Since the SDLP played a pivotal role in bringing peace to Northern Ireland they have suffered at the polls.
The then leader John Hume knew by opening the door for Sinn Féin there was a risk of this happening.
The focus on the greater good culminating in the 1998 Belfast Agreement has not been rewarded by the electorate.
With Sinn Féin dominating nationalist politics in the North and a steady growth in the Republic, the SDLP has an enormous challenge to reverse its own serial decline.
It needs to attract back northern nationalist voters, who with the passage of time, are increasingly comfortable voting for its arguably more assertive rivals.
As SDLP members gathered for their conference at Titanic Belfast, jokes about sinking ships were too easy.

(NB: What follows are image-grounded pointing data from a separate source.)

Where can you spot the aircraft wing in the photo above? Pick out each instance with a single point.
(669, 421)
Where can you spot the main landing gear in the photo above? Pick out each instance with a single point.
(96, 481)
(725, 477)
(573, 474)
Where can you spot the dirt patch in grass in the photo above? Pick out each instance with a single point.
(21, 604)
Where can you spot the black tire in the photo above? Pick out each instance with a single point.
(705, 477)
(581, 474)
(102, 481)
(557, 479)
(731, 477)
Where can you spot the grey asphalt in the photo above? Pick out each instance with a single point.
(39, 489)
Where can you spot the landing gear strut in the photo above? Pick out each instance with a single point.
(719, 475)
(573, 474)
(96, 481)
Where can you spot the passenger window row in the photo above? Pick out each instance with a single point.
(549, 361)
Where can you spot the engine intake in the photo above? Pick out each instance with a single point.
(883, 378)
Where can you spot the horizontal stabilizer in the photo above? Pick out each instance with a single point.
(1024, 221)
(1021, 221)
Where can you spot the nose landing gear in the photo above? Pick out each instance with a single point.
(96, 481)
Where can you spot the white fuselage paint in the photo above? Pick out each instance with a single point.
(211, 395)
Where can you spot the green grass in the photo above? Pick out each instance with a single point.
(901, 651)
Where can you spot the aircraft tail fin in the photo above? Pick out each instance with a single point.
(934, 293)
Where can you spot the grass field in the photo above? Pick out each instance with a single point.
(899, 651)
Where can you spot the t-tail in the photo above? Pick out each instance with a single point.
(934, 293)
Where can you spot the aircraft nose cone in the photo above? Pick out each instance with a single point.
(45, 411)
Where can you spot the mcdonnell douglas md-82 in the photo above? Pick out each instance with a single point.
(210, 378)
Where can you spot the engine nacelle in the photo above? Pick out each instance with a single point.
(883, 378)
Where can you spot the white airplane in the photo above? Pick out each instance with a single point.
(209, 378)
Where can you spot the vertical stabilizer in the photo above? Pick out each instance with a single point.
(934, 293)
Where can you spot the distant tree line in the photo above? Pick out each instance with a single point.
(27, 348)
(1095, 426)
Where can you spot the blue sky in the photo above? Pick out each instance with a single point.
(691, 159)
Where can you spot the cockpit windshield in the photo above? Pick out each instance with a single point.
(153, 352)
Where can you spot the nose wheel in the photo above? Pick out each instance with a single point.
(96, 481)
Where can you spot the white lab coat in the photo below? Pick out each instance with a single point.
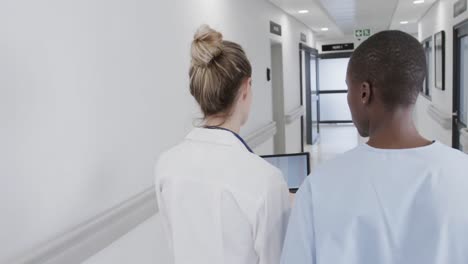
(220, 203)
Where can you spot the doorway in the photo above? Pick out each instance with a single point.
(278, 96)
(460, 93)
(310, 92)
(333, 90)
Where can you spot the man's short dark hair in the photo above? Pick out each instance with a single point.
(393, 62)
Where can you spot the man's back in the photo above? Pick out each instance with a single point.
(383, 206)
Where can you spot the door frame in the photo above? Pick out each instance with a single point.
(463, 27)
(334, 55)
(306, 123)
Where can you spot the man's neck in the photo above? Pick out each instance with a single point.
(395, 130)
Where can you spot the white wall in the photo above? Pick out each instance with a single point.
(141, 245)
(93, 90)
(439, 17)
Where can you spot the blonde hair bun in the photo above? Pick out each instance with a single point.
(206, 46)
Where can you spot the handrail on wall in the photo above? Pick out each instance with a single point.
(443, 119)
(95, 234)
(294, 114)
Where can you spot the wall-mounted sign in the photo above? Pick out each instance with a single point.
(459, 7)
(360, 33)
(275, 28)
(338, 47)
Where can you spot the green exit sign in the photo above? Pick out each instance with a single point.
(360, 33)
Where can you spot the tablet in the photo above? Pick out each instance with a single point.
(295, 167)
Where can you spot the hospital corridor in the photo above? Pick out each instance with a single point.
(233, 131)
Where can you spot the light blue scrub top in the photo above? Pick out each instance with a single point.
(374, 206)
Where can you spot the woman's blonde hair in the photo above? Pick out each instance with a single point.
(217, 70)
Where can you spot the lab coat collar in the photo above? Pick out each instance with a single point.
(216, 136)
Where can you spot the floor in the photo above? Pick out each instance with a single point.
(333, 140)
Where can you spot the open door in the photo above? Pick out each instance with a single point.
(278, 96)
(309, 90)
(460, 94)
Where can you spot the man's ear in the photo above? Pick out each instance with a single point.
(366, 93)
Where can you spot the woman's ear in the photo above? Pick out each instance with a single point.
(246, 87)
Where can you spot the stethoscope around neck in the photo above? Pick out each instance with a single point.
(234, 133)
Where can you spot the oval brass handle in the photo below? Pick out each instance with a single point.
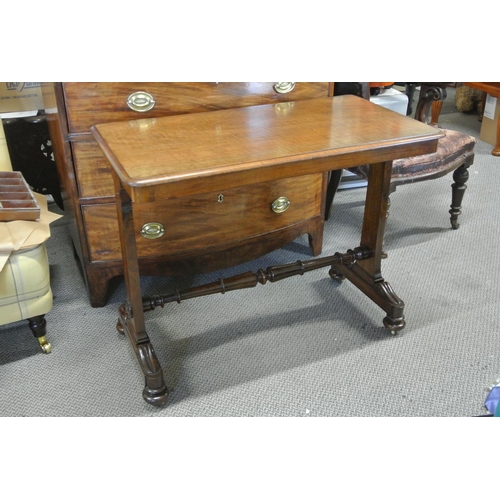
(284, 87)
(140, 102)
(152, 230)
(280, 204)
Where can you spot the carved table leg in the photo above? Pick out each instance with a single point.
(366, 274)
(131, 319)
(460, 176)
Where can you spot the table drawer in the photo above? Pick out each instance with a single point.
(91, 103)
(198, 223)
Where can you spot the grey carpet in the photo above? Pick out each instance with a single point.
(306, 346)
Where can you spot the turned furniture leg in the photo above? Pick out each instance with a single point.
(366, 274)
(38, 325)
(460, 176)
(131, 319)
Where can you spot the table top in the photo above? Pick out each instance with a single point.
(187, 154)
(492, 88)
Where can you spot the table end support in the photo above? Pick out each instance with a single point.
(378, 290)
(155, 391)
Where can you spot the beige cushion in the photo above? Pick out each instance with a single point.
(25, 285)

The SDLP is still the third largest party in the North, it has solid ideas and impressive performers, but it has serious problems.
In the early part of the day in a sparsely populated conference room one visitor remarked "it's been flat all morning". Another offered: "If they could bottle [deputy leader] Nichola Mallon that would be great.
“They have great people but being good Catholics and anti-Shinner isn’t enough.
“The problem is the party is not relevant.”
The main room filled up and proceedings livened up with leaders’ speeches in the afternoon and evening, while fringe events were well attended.
A seasoned SDLP observer said being a six-county party is “a problem but not the problem”.
They argue the problem is the “polarisation of the electorate”.
“The smaller parties need devolution to grow. Without the institutions Sinn Féin and the DUP continue to grow. Things like the DUP’s crocodile and Sinn Féin’s loaf keep giving people excuses to keep ‘themmuns’ out of power with their vote.”
Last year unionism lost its Assembly majority for the first time in the history of the Northern Ireland state, a Brexit not endorsed by the North at the ballot box is pending and Irish unity is a topic of conversation like never before.
At its peak in 1998 the SDLP held 24 seats in the Assembly but this has halved to 12 – and there is no Stormont.
It has no MPs. Three former leaders lost Westminster seats in the 2017 election – Mark Durkan (Foyle), Margaret Ritchie (South Down) and Alasdair McDonnell (Belfast South) – two to Sinn Féin, the latter to the DUP.
For the first time nationalist voters rejected representation in Westminster, backing seven of Sinn Féin’s abstentionist candidates.
Local government elections
In the aftermath of the Westminster losses, leader Colum Eastwood considered quitting but was encouraged not to from inside and outside the party.
The “new politics, new Ireland” agenda emblazoned on conference material is Eastwood’s message this year and he will be looking ahead to the local government elections in 2019.
Getting back to the Belfast Agreement institutions, agreed 20 years ago, and the spirit that underpins this is what is needed now, he suggests.
“If this week can spark some of that again it will have been worth remembering, commemorating and hopefully celebrating as well,” Eastwood said.
Around recent speculation about the SDLP’s possible future relationship with Fianna Fáil resurfacing , “we don’t rule out the possibility of realignment across this island”.
“It is a conversation that has been out there for 15 or 20 years,” he said.
The SDLP has dismissed claims it would disband if Fianna Fáil entered politics in the North but conversations are happening and if their future does lie in a merger or whatever a future relationship may look like it is not going to be a one-way street.
A Border poll on Irish unity is not imminent but it is on the radar.
Sinn Féin is the only all-island party with significant electoral presence in both jurisdictions so Fianna Fáil could benefit just as much as the SDLP if they decide to make the leap.